Social Engineering Attacks
Instead of hacking and using technical tactics, social engineering attacks exploit human psychology to gain access to data, buildings, or systems.
Cybercriminals gain confidence by making direct contact with their victims over the phone or email in an effort to extract personal information such as passwords or bank account information. Sometimes insider threats in the workplace are a common culprit behind social engineering attacks.
Once the cybercriminals gain access to personal information, they can either sell that information or secure accounts in the victim's name.
Potentially Unwanted Programs (PUPs)
While Potentially Unwanted Programs are less threatening than other kinds of cybercrime, they are still a type of malware. They enter your system in the form of spyware or adware and can uninstall crucial software such as pre-downloaded apps.
The best way to avoid PUPs is to always have an up-to-date antivirus installed and running on all your devices.
Phishing is a treacherous way of luring victims into opening malicious email attachments and URLs.
Malicious emails and attachments are disguised to look trustworthy and once the victims click on those attachments, the cybercriminals grab the access they need.
Most phishing emails claim that the user either needs to change their password or update their billing information, among others.
Online scams are always circulating on the internet. They usually come in the form of ads or spam emails promising their victims rewards or offers of unrealistic amounts of money.
Any offers received through emails or ads that are too good to be true, are mostly scams. Once clicked, these scams can generate malware that can compromise both your personal information and system.
Exploit kits are automated programs that cybercriminals use to exploit known vulnerabilities or bugs in systems and applications.
Most exploit kit attacks are carried out secretly when victims are busy browsing the web. The main premise behind these kit attacks is for the cybercriminals to download and execute malware in the victim's machine.
The biggest downside of these exploit kits is the fact that they are sold as ready-made tools on the dark web for cybercriminals to buy conveniently.
Do Not Become a Victim of Cybercrime
When it comes to cybercrime, no amount of prevention or mitigation is enough. The best defense against cybercrime is simply practicing mature digital habits.
To prevent yourself from becoming a victim of cybercrime, always keep the following points in mind:
- Be cautious of opening emails with sketchy links or attachments.
- Never enter your personal information on any website unless you are certain about its legitimacy.
- Avoid downloading anything from unknown sources.
- Be quick in applying software patches and updates for all your programs as they fix any known security vulnerabilities.
- Always use a VPN when using unencrypted public Wi-Fi in places such as coffee shops and airports.

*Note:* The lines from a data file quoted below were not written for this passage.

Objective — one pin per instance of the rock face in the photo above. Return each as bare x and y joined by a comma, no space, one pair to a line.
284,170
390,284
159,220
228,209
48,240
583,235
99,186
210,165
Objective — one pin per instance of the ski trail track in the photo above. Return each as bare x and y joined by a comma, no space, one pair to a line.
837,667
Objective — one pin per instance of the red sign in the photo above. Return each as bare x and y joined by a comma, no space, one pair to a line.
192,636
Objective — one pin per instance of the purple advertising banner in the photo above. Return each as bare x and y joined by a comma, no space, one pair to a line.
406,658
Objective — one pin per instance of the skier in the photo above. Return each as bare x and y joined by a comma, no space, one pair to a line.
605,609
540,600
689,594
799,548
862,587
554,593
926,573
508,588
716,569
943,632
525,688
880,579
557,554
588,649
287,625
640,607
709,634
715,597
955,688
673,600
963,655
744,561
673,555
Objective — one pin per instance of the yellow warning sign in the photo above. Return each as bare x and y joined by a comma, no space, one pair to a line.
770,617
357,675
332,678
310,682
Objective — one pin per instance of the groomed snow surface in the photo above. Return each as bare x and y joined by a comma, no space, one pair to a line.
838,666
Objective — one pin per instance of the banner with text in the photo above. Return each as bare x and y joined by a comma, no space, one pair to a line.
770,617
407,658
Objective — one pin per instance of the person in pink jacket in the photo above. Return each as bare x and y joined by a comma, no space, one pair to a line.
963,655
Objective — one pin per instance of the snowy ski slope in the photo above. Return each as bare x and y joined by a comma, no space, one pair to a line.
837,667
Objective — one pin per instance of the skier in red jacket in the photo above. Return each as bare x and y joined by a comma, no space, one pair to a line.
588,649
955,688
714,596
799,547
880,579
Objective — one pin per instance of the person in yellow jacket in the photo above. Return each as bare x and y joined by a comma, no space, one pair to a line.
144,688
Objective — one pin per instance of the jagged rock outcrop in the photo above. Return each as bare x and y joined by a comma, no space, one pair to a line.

- Always create unique and robust passwords for all your accounts and do not reuse the same passwords for multiple accounts.
- Use two-factor authentication whenever possible.
- Since routers are also vulnerable to cybercrime, boost your router security to mitigate any attacks on your home network.
Keeping Safe From Cybercrime
While we cannot completely shelter ourselves from the countless number of cybercrime lurking online, we can at least do our best to mitigate them as much as possible. Now you know the avenues that malicious agents can take and how to stay safe to the best of your ability.